Introduction

Norovirus (NoV) is the major cause of acute non-bacterial diarrhea worldwide [1, 2]. The virus belongs to the family Caliciviridae, and it has a positive-sense single-stranded RNA genome of 7.5–7.7 kb in size, which consists of three open reading frames (ORFs). Specifically, ORF1 encodes a polyprotein that could be cleaved into six non-structural proteins (NS1/2-NS7), and remaining two ORFs encode a major structural protein VP1 and an alkaline minor structural protein VP2, respectively [3]. The viral capsid contains 180 major capsid protein VP1 monomers, which is composed of a shell domain (S) and a protruding arm (P) with a flexible hinge. The P arm could be subdivided into P1-1, P2, and P1-2 subregions, and P2 is associated with the receptor-binding function and viral immunogenicity [4, 5].

As an RNA virus, NoV has a rich genetic diversity. Based on the capsid VP1 amino acid sequences, NoVs can be classified into six genogroups (GI–GVI), and a seventh genogroup has also been proposed recently [6, 7]. Additionally, most genogroups could be further subdivided into different genotypes, with over 40 described up to now [8]. However, only GII.4 variant is the predominant genotype that caused majority of the outbreaks and sporadic infections worldwide [2]. To date, GII.4 genotype contained about 14 epidemic variants according to the genetic diversity of the P2 subregion.

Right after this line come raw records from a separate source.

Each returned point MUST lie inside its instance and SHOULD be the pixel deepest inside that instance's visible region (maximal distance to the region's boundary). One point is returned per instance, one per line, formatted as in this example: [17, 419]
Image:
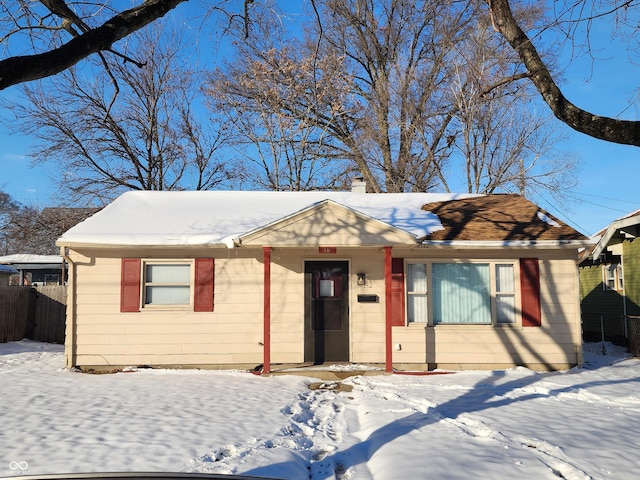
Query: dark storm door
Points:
[326, 312]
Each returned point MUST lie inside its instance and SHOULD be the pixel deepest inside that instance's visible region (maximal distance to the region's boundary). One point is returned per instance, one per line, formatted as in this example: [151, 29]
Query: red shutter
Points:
[397, 292]
[530, 292]
[130, 285]
[203, 292]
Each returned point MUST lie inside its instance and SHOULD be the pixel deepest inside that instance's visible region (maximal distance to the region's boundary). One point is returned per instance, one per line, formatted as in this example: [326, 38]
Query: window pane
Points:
[620, 278]
[168, 274]
[504, 278]
[461, 293]
[506, 308]
[417, 308]
[417, 277]
[167, 295]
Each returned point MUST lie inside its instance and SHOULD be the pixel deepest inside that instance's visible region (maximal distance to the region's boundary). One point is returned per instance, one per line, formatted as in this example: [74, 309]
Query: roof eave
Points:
[486, 244]
[611, 230]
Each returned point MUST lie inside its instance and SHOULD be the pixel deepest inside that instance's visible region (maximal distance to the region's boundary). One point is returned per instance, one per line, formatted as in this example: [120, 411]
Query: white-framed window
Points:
[166, 283]
[417, 304]
[461, 293]
[51, 279]
[505, 293]
[613, 278]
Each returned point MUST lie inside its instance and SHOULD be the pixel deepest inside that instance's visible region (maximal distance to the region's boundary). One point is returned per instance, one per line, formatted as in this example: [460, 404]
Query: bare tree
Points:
[148, 137]
[504, 144]
[89, 27]
[386, 89]
[537, 70]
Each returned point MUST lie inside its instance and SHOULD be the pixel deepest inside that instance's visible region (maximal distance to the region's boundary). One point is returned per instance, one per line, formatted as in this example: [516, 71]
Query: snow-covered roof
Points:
[27, 258]
[7, 269]
[219, 217]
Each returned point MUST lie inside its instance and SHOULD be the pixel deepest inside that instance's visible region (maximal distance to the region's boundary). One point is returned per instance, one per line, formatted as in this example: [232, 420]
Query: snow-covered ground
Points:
[582, 423]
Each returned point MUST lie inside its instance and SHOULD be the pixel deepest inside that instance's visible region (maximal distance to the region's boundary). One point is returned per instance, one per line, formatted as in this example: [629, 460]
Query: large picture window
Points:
[461, 293]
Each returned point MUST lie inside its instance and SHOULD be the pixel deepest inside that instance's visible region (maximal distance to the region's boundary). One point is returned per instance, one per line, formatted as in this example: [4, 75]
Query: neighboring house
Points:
[610, 281]
[5, 273]
[241, 279]
[36, 269]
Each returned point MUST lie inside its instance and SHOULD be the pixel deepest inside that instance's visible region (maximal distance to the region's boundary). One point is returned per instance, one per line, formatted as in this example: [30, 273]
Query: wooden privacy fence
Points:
[37, 313]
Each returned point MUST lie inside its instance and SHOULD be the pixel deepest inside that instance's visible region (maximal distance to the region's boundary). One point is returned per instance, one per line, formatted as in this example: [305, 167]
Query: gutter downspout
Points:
[70, 331]
[388, 368]
[624, 296]
[266, 364]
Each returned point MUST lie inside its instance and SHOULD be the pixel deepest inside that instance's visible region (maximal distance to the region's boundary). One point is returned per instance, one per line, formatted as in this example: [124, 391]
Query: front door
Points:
[326, 308]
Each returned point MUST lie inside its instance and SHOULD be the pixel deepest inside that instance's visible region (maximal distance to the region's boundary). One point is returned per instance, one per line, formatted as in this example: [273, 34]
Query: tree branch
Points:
[604, 128]
[19, 69]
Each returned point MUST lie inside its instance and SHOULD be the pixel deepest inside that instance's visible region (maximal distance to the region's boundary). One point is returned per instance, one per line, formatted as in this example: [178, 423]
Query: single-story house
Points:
[5, 272]
[408, 281]
[36, 269]
[610, 282]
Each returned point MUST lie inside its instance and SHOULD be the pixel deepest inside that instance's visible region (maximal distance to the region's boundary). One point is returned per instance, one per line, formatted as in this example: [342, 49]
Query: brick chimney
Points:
[358, 185]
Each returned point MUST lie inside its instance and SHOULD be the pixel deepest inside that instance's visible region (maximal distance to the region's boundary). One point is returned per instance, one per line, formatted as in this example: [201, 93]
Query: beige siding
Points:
[233, 333]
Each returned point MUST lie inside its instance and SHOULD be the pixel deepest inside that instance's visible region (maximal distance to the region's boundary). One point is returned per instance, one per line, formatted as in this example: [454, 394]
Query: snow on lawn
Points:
[516, 423]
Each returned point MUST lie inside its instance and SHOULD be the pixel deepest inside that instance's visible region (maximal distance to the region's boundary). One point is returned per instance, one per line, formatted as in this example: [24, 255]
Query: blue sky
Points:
[608, 174]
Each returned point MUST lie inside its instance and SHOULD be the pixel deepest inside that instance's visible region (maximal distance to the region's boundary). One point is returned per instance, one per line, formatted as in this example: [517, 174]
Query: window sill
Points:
[172, 308]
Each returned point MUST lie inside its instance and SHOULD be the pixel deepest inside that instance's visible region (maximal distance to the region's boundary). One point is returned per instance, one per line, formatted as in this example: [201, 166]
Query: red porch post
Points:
[266, 368]
[388, 310]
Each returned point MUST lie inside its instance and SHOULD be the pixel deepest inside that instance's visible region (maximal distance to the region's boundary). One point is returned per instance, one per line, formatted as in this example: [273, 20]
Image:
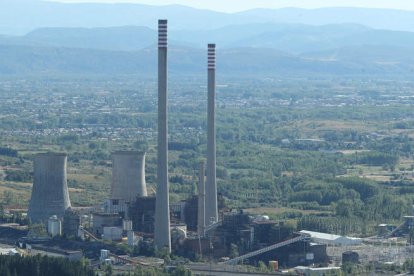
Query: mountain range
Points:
[22, 16]
[91, 39]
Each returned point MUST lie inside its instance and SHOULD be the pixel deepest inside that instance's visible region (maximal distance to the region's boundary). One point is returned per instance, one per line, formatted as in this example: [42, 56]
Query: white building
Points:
[331, 239]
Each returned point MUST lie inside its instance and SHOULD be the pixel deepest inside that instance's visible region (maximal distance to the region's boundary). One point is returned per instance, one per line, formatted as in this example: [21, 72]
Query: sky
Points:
[240, 5]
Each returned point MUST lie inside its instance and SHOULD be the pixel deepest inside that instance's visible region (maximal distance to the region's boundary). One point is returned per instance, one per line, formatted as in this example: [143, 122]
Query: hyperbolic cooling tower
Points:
[50, 194]
[162, 209]
[128, 175]
[211, 212]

The severity of GII.4 NoV has been studied comprehensively since its global epidemic. New GII.4 variants frequently emerged and clearly replaced the former dominant variant every 2 or 3 years. The ancestral GII.4 variant was collected in 1974, but it did not cause global pandemic until the appearance of the US 95/96 variant in the mid-1990s [9, 10]. Since then, a series of GII.4 variants have been found worldwide and became the predominant genotypes, including GII.4-2002 (Farmington variant), GII.4-2004 (Hunter variant), GII.4-2006a (Yerseke variant), GII.4-2006b (Den Haag variant), GII.4-2007EU (Apeldoorn variant), GII.4-2009 (New Orleans variant), and GII.4-2012 (Sydney variant). The last variant GII.4-2012 was first identified in March 2012 in Australia [11], and then the emergence of the new variant caused an obvious increase of NoV-related outbreaks and sporadic infections in many countries, including China [1215].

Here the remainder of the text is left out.